Immunohistofluorescence analysis
Mice were anaesthetized and perfused intracardially with 100–200 ml ice-cold 4% paraformaldehyde (PFA) in phosphate-buffered saline (PBS; 8.07 mM Na2HPO4, 1.47 mM KH2PO4, 137 mM NaCl, 0.27 mM KCl, pH 7.2). Brains were post-fixed in the same solution of PFA at 4 °C during 12 h. Coronal sections (50 μm) were obtained using a vibratome (Leica Lasertechnik GmbH, Heidelberg, Germany). Slices were collected in Walter’s Antifreezing solution (30% glycerol, 30% ethylene glycol in PBS, pH 7.2) and kept at −20 °C until processing. For immunohistofluorescence analysis, the slices were washed three times with PBS, permeabilized with 0.5% Triton X-100 in PBS for 2 h and rinsed again three times with washing solution (0.05% Triton X-100 in PBS). The slices were then incubated with washing solution containing 10% normal donkey serum (NDS; Jackson ImmunoResearch Laboratories, Inc., West Grove, PA, USA) for 2 h at room temperature. Subsequently, slices were incubated with goat anti-A2AR (3 µg/ml; Santa Cruz Biotechnology, Inc., Dallas, TX, USA), rabbit anti-D2R (3 µg/ml; Frontier Institute Co. Ltd, Hokkaido, Japan) or goat anti-DAT (0.5 µg/ml; Santa Cruz Biotechnology, Inc.) in washing solution containing 10% NDS for 24 h at 4 °C. Next, slices were washed with washing solution containing 1% NDS before the incubation with Cy3-conjugated donkey anti-goat or Cy2-conjugated donkey anti-rabbit IgG antibody (1 : 200; Jackson ImmunoResearch Laboratories, West Grove, PA, USA) in washing solution for 2 h at room temperature. Finally, slices were washed twice with washing solution containing 10% NDS and then mounted with Vectashield immunofluorescence medium (Vector Laboratories, Peterborough, UK) in glass slides. Fluorescence striatal images were captured using a Leica TCS 4D confocal scanning laser microscope (Leica Lasertechnik GmbH).
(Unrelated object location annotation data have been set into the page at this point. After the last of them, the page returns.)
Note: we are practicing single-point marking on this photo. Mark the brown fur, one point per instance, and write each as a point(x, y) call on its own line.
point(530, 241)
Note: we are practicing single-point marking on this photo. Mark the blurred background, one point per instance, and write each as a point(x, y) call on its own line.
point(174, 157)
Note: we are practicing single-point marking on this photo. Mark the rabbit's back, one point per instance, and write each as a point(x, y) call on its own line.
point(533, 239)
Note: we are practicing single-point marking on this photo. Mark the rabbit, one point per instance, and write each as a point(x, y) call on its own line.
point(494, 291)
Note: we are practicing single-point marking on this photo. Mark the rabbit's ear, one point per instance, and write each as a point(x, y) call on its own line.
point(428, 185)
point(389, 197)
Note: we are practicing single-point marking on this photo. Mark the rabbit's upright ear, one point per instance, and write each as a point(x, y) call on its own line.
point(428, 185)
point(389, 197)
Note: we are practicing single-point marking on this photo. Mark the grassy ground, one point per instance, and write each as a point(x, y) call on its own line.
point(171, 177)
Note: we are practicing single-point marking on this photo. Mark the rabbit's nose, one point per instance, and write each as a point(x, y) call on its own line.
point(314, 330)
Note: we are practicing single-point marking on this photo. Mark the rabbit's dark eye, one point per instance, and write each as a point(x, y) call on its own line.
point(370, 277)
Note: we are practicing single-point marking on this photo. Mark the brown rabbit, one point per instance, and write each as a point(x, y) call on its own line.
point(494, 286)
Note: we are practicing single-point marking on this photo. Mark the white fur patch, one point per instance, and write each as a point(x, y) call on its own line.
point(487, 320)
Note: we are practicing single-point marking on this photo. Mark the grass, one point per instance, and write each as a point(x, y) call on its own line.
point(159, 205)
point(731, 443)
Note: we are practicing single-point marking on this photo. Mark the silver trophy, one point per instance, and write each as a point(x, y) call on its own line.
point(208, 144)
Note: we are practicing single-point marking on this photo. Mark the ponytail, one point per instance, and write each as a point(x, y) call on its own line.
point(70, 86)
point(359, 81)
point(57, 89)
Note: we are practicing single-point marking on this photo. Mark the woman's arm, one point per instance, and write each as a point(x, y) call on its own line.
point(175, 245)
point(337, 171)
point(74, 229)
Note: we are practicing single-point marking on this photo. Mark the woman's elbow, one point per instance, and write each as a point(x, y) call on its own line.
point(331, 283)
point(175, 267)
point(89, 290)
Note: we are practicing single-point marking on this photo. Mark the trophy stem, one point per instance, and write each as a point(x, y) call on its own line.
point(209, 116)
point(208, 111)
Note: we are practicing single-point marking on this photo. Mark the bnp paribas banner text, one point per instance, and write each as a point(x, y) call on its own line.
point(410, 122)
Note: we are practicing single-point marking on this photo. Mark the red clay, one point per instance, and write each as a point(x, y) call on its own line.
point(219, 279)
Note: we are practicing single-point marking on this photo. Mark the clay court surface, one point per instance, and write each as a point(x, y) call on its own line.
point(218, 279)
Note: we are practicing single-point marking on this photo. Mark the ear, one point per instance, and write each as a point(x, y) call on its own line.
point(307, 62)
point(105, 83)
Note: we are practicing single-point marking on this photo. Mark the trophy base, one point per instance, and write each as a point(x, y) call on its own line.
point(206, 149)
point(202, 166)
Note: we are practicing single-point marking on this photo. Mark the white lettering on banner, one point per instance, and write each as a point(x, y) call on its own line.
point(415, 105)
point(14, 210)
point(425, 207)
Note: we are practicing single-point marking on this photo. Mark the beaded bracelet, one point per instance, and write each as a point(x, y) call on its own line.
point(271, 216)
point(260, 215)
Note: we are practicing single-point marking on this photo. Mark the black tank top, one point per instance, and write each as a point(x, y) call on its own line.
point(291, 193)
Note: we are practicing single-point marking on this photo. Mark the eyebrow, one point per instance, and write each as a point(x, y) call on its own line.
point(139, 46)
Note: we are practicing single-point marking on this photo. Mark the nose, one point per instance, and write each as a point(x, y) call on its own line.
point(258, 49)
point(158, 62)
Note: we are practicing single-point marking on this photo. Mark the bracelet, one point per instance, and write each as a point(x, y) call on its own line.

Gel electrophoresis and immunoblotting
Mouse striatum or frozen human caudate were homogenized in ice-cold 10 mM Tris HCl, pH 7.4, 1 mM EDTA, 300 mM KCl buffer containing a protease inhibitor cocktail (Roche Molecular Systems, USA) using a Polytron for three periods of 10 s each. The homogenate was centrifuged for 10 min at 1000 × g. The resulting supernatant was centrifuged for 30 min at 12,000 × g. The membranes were dispersed in 50 mM Tris HCl (pH 7.4) and 10 mM MgCl2, washed, and resuspended in the same medium as described previously [26]. Protein concentration was determined using the BCA protein assay kit (Thermo Fisher Scientific, Inc., Rockford, IL, USA) and 50–80 μg of protein was used for immunoblotting.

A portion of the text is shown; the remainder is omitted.